Mehta, Mazzarella, and Filip Cuckov, assistant professor of engineering, were all there at the start. “The first order of business was to determine what kind of equipment we would need,” says Mazzarella. We were a little committee asking ourselves ‘How can we do this with very little funding.’ In addition to guidance from professionals from Brandeis University, which already had a makerspace up and running, the team sought help from their UMass Boston colleagues.
That’s when some fruitful collaborations took root. As it happened, the Engineering Department had its own small and sparsely equipped makerspace. Cuckov, however, agreed to move some of his equipment to the soon-to-be-established university makerspace in return for allowing engineering students access to the new facility. “This idea was a win-win,” said Cuckov. “The engineering department’s makerspace was limited to engineering students by virtue of its size and discipline-specific use. Moving to the larger space would allow more equipment to be added and more students to participate.”
Next, enter faculty from the Computer Science Department.
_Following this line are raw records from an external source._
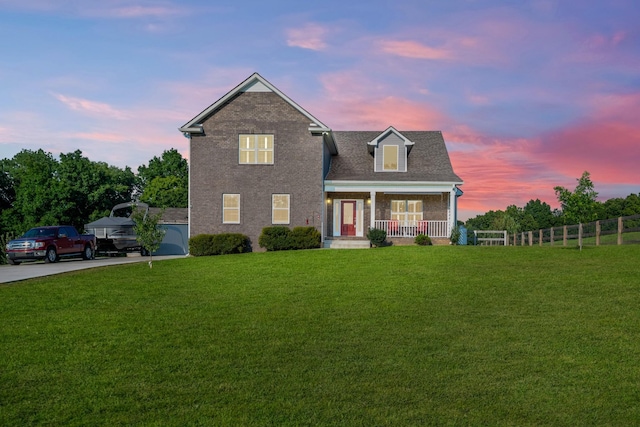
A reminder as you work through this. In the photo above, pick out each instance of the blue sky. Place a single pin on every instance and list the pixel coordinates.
(528, 94)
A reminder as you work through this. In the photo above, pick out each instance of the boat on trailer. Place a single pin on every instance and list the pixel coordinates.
(116, 234)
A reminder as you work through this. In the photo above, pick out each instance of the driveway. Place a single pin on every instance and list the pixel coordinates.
(29, 270)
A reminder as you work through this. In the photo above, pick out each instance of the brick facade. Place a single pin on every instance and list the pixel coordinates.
(297, 168)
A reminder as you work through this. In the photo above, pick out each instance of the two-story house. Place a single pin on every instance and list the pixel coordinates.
(259, 159)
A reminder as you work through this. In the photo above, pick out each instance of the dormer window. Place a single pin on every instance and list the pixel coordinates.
(390, 151)
(390, 158)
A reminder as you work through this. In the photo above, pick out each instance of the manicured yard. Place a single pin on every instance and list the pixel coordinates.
(389, 336)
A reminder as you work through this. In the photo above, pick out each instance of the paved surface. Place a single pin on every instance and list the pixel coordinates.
(29, 270)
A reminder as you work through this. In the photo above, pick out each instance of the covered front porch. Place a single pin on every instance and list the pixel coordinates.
(402, 212)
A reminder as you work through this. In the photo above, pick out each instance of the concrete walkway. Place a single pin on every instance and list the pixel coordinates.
(29, 270)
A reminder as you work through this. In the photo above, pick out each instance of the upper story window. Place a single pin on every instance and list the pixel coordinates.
(256, 149)
(390, 150)
(280, 206)
(390, 158)
(231, 209)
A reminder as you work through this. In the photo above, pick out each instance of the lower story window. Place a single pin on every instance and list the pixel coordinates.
(231, 209)
(280, 204)
(407, 211)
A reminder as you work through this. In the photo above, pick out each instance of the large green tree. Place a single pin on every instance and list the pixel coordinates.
(44, 191)
(164, 182)
(88, 190)
(580, 205)
(32, 174)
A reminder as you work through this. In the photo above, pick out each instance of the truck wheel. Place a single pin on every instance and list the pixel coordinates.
(87, 253)
(51, 256)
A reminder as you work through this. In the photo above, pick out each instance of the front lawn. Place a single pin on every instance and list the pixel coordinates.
(395, 336)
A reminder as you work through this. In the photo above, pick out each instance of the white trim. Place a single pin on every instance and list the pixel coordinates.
(337, 216)
(399, 187)
(250, 84)
(225, 209)
(273, 221)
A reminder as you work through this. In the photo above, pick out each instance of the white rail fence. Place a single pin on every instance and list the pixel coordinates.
(617, 231)
(491, 237)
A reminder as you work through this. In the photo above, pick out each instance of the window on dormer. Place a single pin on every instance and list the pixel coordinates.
(256, 150)
(390, 158)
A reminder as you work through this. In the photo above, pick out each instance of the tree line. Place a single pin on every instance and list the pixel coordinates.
(38, 189)
(577, 206)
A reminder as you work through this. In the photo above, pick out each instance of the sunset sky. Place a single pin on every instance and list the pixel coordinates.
(528, 94)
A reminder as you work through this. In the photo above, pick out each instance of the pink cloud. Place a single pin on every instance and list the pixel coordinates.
(310, 36)
(354, 102)
(93, 108)
(142, 11)
(413, 49)
(607, 143)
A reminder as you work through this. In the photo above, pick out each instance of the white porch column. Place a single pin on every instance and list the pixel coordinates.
(373, 209)
(452, 210)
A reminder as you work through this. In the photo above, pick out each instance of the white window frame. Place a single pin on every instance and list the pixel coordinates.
(260, 153)
(404, 214)
(226, 209)
(279, 209)
(384, 158)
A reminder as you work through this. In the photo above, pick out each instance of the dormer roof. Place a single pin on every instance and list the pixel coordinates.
(389, 131)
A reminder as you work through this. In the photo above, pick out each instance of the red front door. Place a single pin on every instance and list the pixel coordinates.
(348, 226)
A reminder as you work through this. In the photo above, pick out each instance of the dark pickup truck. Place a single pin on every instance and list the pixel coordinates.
(49, 244)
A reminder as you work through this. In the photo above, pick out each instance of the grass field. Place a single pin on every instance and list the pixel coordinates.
(389, 336)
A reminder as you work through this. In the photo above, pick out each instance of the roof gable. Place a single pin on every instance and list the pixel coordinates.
(389, 131)
(429, 160)
(255, 83)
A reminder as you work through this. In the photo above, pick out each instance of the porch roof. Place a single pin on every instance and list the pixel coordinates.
(428, 162)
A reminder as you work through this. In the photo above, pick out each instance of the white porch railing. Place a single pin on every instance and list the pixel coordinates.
(396, 228)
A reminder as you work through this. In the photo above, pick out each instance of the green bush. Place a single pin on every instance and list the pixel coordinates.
(218, 244)
(455, 235)
(422, 240)
(276, 238)
(305, 238)
(377, 236)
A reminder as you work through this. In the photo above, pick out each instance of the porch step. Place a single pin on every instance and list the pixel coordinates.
(347, 244)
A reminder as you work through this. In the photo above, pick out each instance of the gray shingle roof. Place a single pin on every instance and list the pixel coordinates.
(428, 161)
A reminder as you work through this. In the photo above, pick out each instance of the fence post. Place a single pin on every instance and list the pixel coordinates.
(580, 235)
(619, 230)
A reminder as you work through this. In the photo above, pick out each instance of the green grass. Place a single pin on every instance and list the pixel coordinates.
(391, 336)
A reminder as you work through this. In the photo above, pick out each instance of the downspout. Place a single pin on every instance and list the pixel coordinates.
(189, 217)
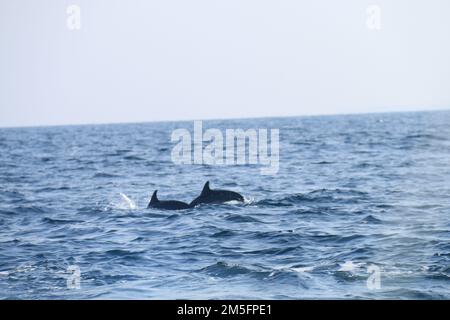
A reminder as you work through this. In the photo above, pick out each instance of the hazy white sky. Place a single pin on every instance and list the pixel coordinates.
(199, 59)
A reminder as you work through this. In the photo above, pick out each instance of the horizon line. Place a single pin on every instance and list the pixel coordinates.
(443, 109)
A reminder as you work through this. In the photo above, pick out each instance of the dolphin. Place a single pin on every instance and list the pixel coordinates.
(167, 204)
(215, 196)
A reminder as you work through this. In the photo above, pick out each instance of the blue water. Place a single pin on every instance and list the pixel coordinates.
(352, 192)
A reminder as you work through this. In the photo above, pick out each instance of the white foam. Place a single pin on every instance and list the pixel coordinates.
(128, 202)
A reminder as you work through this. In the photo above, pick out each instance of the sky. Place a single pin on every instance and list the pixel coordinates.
(139, 61)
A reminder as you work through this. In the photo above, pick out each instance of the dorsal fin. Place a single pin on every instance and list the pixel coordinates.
(154, 197)
(206, 188)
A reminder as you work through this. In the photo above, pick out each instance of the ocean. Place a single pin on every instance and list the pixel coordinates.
(359, 209)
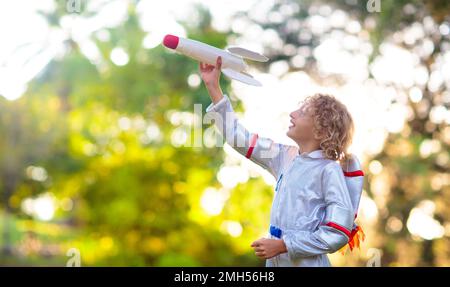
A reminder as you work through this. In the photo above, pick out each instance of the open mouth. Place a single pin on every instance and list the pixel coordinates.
(292, 124)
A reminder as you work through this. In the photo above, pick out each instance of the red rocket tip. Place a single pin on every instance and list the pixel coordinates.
(171, 41)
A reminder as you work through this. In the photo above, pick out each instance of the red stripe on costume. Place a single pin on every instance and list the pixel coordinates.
(252, 145)
(353, 173)
(340, 228)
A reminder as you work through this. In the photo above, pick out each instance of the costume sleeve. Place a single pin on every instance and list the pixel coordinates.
(335, 230)
(262, 151)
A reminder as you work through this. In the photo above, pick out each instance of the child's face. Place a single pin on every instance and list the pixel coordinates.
(302, 123)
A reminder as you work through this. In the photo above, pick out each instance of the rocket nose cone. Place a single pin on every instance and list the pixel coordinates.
(170, 41)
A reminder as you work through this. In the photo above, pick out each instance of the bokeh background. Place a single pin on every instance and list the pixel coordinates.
(96, 127)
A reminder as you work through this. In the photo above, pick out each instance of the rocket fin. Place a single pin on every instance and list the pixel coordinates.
(248, 54)
(241, 77)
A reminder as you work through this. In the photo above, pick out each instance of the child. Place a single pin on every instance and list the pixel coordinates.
(316, 198)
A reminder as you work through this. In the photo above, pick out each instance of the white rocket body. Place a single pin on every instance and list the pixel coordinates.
(233, 64)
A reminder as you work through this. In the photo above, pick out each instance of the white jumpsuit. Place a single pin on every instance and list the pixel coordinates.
(315, 201)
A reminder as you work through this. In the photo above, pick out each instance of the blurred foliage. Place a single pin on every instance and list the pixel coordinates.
(99, 139)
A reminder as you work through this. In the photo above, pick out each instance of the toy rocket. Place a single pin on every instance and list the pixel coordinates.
(233, 64)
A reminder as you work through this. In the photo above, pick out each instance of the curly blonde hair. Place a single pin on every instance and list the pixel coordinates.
(333, 124)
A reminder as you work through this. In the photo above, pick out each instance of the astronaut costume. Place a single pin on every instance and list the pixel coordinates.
(315, 202)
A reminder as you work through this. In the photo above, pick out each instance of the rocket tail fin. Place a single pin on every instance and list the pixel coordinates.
(248, 54)
(245, 78)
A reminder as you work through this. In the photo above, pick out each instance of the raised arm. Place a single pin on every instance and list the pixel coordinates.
(263, 151)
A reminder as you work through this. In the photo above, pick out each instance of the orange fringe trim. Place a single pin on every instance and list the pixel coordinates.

Awarded a grant to buy VR equipment, they had nowhere to put it. The MakerSpace The MakerSpace answered the call, and yet another group of students gained access to the lab. Interest was growing by leaps and bounds.
“I’ve not seen so much excitement among so many people in a while,” says Mehta. “It was something quite novel on campus. The time and energy devoted to building the lab was tremendous.”
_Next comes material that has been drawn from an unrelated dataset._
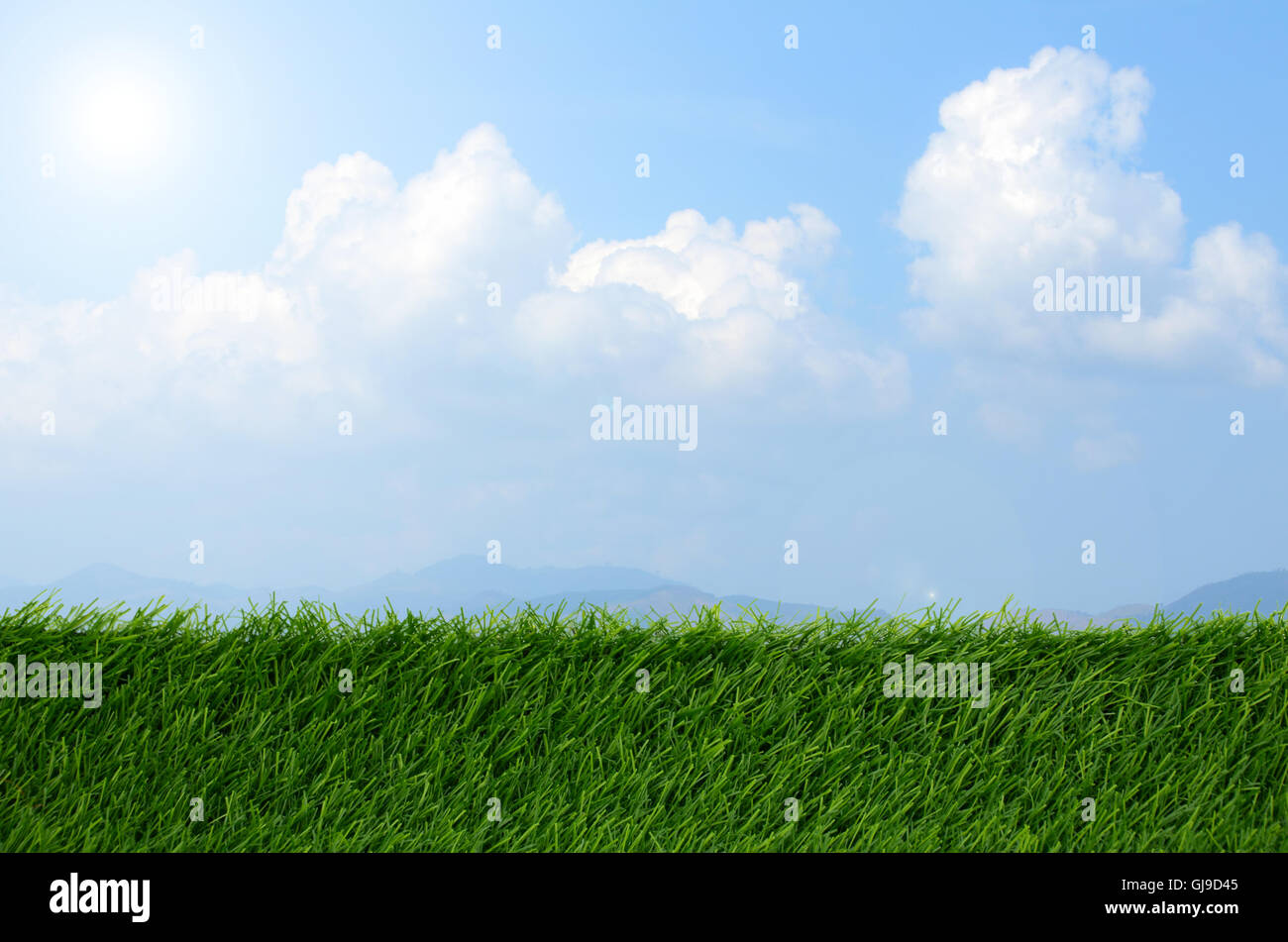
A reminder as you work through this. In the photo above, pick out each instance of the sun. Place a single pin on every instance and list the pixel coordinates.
(123, 120)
Not surprisingly, this all led to the openaccess policy, whereby The MakerSpace was available for use by all students, faculty, and staff free of charge—both for academic and personal projects.
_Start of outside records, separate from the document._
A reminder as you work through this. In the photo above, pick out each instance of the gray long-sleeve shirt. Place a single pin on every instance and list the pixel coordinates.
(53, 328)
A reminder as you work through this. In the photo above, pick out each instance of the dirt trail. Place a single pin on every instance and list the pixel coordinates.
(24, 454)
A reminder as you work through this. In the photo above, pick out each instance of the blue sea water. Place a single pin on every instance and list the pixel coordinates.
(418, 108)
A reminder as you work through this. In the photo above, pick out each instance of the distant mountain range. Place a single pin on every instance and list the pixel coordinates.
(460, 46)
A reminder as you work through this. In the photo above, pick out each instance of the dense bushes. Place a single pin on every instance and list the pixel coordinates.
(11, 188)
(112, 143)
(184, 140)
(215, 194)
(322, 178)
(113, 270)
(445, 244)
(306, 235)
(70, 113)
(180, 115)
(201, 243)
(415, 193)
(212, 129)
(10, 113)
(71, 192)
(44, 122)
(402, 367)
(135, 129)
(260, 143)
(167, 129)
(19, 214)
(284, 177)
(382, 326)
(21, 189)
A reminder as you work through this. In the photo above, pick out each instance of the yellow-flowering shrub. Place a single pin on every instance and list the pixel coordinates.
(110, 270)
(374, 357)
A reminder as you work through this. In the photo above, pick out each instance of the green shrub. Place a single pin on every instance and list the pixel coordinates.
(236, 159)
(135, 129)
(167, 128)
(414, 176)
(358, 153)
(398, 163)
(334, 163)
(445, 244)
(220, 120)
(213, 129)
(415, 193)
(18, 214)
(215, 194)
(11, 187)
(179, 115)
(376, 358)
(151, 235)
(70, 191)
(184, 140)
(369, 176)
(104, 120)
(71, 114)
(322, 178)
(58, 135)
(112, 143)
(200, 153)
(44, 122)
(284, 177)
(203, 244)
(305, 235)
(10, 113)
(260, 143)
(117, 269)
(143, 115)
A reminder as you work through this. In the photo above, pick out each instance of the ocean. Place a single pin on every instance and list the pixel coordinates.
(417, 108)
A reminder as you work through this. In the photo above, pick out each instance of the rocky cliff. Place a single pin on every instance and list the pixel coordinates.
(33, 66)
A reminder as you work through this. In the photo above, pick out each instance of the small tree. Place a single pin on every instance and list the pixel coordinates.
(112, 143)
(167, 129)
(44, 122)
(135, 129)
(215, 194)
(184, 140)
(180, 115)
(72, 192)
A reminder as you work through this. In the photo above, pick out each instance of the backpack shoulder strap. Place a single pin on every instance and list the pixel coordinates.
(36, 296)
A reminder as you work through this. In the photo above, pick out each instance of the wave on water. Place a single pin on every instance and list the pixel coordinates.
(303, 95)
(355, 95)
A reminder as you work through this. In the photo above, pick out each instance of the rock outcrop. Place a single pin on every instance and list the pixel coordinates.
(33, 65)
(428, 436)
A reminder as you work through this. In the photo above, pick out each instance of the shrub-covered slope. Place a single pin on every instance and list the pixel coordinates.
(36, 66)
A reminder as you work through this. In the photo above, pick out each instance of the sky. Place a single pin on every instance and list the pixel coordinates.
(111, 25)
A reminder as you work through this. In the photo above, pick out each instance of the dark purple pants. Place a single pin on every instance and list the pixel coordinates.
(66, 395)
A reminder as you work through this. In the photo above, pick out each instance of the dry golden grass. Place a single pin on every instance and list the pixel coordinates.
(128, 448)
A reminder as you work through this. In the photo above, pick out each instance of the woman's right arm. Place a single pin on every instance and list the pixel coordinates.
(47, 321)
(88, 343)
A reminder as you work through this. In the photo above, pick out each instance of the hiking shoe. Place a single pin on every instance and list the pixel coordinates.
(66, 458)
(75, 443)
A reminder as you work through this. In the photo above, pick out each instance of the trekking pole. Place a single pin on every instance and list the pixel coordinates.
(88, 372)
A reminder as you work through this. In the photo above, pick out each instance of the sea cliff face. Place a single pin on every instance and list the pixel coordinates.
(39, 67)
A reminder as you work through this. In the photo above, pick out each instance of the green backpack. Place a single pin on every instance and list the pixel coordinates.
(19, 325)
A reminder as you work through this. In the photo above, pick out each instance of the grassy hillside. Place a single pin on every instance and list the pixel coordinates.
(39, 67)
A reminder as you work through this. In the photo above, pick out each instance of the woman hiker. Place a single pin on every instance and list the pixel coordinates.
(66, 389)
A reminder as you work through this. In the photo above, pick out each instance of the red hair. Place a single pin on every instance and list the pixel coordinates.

Where to build the lab was a challenge. Helenmary Hotz, director of the School for the Environment’s Academic Lab, was next to provide a solution. Supported by her dean, she offered a lounge area in a former GIS lab, located in a building scheduled to be torn down.
“We were living in borrowed space and time, knowing very well that the building was to come down with no guarantee of being assigned space in another location,” says Mazzarella. “But our goal was to become so central to student learning that we would gain a vote of confidence from the university and be given a permanent home.”
Right on cue, the university acknowledged the lab’s success a few short months before the building was to be torn down and, happily, The MakerSpace was given an official new home in McCormack Hall.
The rest is history. The UMass Boston MakerSpace has proved worthy of the move and is utilized by faculty and students on a regular basis. Biochemistry Senior Lecturer Tara Ashok has assigned students the task of 3D printing human organs. Cuckov and students engineered a robotic arm with a promising future in the medical field. Mazzarella engaged Senior Alexander Travis to create hardware and software solutions to automate removing a 3D print job from the printer, increasing efficiencies by allowing several prints to be cued up and printed without human interaction. The MakerSpace has also begun hosting field trips for area high school classes to see the opportunities that will be available to them at a university makerspace. As anticipated … the possibilities are proving endless.